Continuing with the series of interviewing speakers of the National Software Testing Conference, we interviewed Stephen Johnson, CEO & Founder of Roq and Founding Signatory of the Quality Engineering Charter. With over 25 years of experience in the Quality Engineering industry, he shares his strategic vision on how Quality Engineering will evolve over the next 5 years.
Q. How do you foresee the role of Quality Engineering evolving in the next 5 years?
Technological change in tooling / AI will evolve at a pace that is hard to truly project. Organisational / Political policy is likely to be tested and challenged like never before via the likely advancements, particularly in AI, so the impact on the whole delivery model could be wholesale – to a point that the question as to whether “software is needed” is real; this may mean an end to traditional software development with a steady stream of evolutions over the five-year time window.

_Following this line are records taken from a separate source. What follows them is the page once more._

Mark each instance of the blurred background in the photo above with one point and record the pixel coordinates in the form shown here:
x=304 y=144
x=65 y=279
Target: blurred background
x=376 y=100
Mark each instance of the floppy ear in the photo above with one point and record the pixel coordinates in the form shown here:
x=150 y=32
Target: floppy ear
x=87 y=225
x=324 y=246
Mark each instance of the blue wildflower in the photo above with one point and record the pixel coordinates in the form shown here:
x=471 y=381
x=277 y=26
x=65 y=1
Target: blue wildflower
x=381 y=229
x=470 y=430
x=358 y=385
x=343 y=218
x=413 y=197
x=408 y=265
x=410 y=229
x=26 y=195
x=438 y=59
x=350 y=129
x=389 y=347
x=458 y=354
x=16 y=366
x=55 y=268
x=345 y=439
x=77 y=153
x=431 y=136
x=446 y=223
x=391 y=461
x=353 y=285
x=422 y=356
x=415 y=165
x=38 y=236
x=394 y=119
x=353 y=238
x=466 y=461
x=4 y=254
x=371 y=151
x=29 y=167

However, what I do see happening, and what I speak to a lot of clients about, is the focus on quality as an overarching theme. Regardless of delivery, there will be more scrutiny on quality, security, and integrity. This will drive board level accountability, which usually means investment and rigour.
At a stakeholder level this means more objective setting of quality goals / objectives at the outset and great governance at all stages to ensure its being delivered and achieved. This will be more acute in highly regulated industries. This is a “hearts and minds” play.
For anyone in the Quality Engineering (QE) / Quality Assurance industry, this is likely to mean increased productivity – better tooling / techniques – but a change of emphasis in where the inherent risks are for a business and therefore how QE / QA is approached and adopted. This is exciting if you have the curiosity gene and a mindset of quality.
Q. What are the core principles of the Quality Engineering Charter and how can organisations best adopt these principles to maximise business value?
The six principles are set out below and can be digested and understood by anyone engaged in business delivery, underpinned by technology.
- Ensure quality is embedded from the outset.
- Empower a culture where everyone owns quality.
- Focus on the end goal.
- Work with risk front of mind.
- Make decisions based on quality analysis of data.
- Advocate continuous improvement.
The reason the charter was created, was that there is lots of information on the “What” and “How” of quality engineering etc. but little understanding of the “Why”. This was a frustration from senior members of the QE community who constantly face challenges from their executive/business teams on cost and cadence.
Ensuring Quality is objective, is well understood at the outset (whether product / project / programme) and is governed throughout and someone is truly accountable is the only way we’ll see business impact. The principles give the guiding rails in achieving that. It’s 100% not prescriptive, so can apply to all organisations. It’s also something that can be introduced over time and focusing on one or two will make a big difference – and that will breed greater change and improvement.
Q. Considering the evolution of technological advancements, how does quality Engineering Charter address the integration of emerging technologies?
I see AI, in particular, in three parts:
- How we utilise it to improve productivity in our QE / QA world – something that will have a big impact quite quickly.
- How we prepare and test AI in its current (and fast-moving guise); data is key and most organisations have struggled for decades on data – we now have more, so is a huge pre-cursor for success. Then there is validating the AI solutions being adopted are accurate/safe/secure/deliver “customer” experience.
- How we re-model the whole approach to quality if the need for software is reduced and/or the whole approach to technology delivery takes a seismic shift in approach – something not yet seen, but something that is being worked on by the large corporates.